28.07.2008 Torsten Seibt Powered by

Obwohl in Deutschland nach wie vor eine sehr spezielle Nische, wurden im vergangenen Jahr immerhin über 14.000 der praktischen Pritschen abgesetzt. Dabei sind ausgerechnet die beiden Marktführer Nissan und Mitsubish i mit ihren modernen, leistungsstarken Luxusmodellen unter Druck: Zuwächse verzeichneten neben dem Toyota Hilux nur die nutzorientierten Modelle von Ford, Mazda und Isuzu. Nissan behilft sich jetzt mit einem interessanten Trick, um auch in diesem Bereich wieder Kundschaft zu erschließen: Der Vorgänger des Navara , Modellcode MD22, wurde wiederbelebt. Entsprechend der neuen Namensgebung bei Nissans Nutzfahrzeugen heißt das Modell nun NP300, was schlicht „Nissan Pick-up, drei Tonnen Gesamtgewicht“ bedeutet.
Die Auferstehung bedurfte wegen der aktuellen Abgas-Grenzwerte eines neuen Motors. Der 2,5-Liter-Vierzylinder verfügt jetzt über eine Common-Rail-Einspritzung, liefert lebhafte 133 PS an der Kurbelwelle ab und offeriert dem Piloten immerhin 304 Newtonmeter Drehmoment. Das reicht für alle, die nicht ständig Rekorde auf der Autobahn einfahren wollen, völlig aus. Besonders angenehm ist das unzickige Verhalten des Vierzylinders, der sich bedarfsweise mit niedrigsten Drehzahlen abfindet, ohne beleidigt den Dienst einzustellen – wie geschaffen für den Nutzfahrzeug-Einsatz.

Die Optik entspricht der des Facelift-MD22 von 2002 und erweist sich als zeitlos schick. Das Cockpit mit zwei Airbags entspricht ebenfalls dem damaligen Serienstand. Lediglich die hinteren, seitlich angebrachten Notsitze beim King Cab gibt es nun nicht mehr. Weil vor allem gewerbliche Kunden gesucht werden, finden sich in der Optionsliste keine Luxus-Highlights wie Navi oder Leder – wer das braucht, kann schließlich zum teureren Navara greifen. Denn preislich ist der NP300 ein Kracher: Schon bei 21.301 Euro geht es für den Einzelkabiner los, der King Cab kostet in der Basisausstattung bereits 23.384 Euro.

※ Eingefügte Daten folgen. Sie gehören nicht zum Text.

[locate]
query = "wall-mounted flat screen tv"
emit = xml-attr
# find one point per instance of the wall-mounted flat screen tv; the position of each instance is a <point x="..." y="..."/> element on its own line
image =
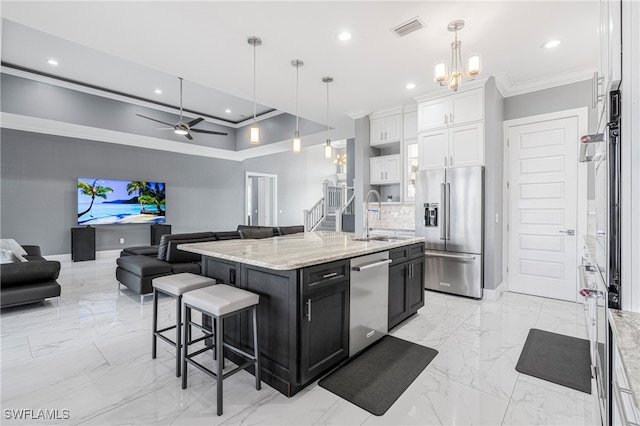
<point x="108" y="201"/>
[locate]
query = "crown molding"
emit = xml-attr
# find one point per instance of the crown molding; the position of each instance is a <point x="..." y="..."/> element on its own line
<point x="357" y="113"/>
<point x="508" y="88"/>
<point x="58" y="128"/>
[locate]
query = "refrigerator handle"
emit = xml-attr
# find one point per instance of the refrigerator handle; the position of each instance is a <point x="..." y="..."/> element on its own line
<point x="448" y="211"/>
<point x="443" y="213"/>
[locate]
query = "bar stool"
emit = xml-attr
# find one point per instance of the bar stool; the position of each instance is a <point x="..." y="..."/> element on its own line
<point x="219" y="302"/>
<point x="175" y="286"/>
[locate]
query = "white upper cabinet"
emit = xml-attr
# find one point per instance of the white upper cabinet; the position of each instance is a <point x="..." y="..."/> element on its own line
<point x="452" y="110"/>
<point x="410" y="125"/>
<point x="384" y="170"/>
<point x="385" y="130"/>
<point x="451" y="147"/>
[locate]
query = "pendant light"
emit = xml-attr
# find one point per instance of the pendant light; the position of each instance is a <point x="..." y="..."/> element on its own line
<point x="454" y="77"/>
<point x="254" y="130"/>
<point x="328" y="153"/>
<point x="296" y="142"/>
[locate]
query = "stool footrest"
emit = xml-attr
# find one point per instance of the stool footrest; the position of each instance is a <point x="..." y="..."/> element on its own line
<point x="171" y="327"/>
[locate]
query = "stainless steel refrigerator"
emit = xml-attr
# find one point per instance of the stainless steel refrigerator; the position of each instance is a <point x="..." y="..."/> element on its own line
<point x="450" y="215"/>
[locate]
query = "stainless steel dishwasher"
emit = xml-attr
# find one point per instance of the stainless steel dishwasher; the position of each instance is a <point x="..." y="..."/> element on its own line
<point x="369" y="300"/>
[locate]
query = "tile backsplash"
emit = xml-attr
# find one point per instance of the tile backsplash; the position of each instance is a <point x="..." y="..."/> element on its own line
<point x="398" y="216"/>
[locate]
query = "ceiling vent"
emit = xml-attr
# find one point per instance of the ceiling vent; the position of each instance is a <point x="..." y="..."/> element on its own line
<point x="410" y="26"/>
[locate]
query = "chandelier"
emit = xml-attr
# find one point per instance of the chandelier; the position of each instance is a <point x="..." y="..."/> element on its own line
<point x="454" y="77"/>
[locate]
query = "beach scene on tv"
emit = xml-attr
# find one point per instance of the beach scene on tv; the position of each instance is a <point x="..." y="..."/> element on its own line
<point x="102" y="201"/>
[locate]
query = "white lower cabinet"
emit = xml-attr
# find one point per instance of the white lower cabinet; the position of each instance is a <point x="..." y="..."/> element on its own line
<point x="451" y="147"/>
<point x="384" y="170"/>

Der wurde von Taubenreuther veredelt, was einen Preis von 31.806 Euro ergibt. Die Kulmbacher Spezialisten haben dem Nissan ein paar interessante Extras gegönnt, von denen uns das OME-Fahrwerk in Verbindung mit der praxistauglichen 16-Zoll-Bereifung sowie der robuste Alu-Unterfahrschutz am besten gefielen. Damit wird aus dem nützlichen Nissan ein ausgesprochen stämmiger und dank nochmals erhöhter Bodenfreiheit sehr geländetauglicher Geselle.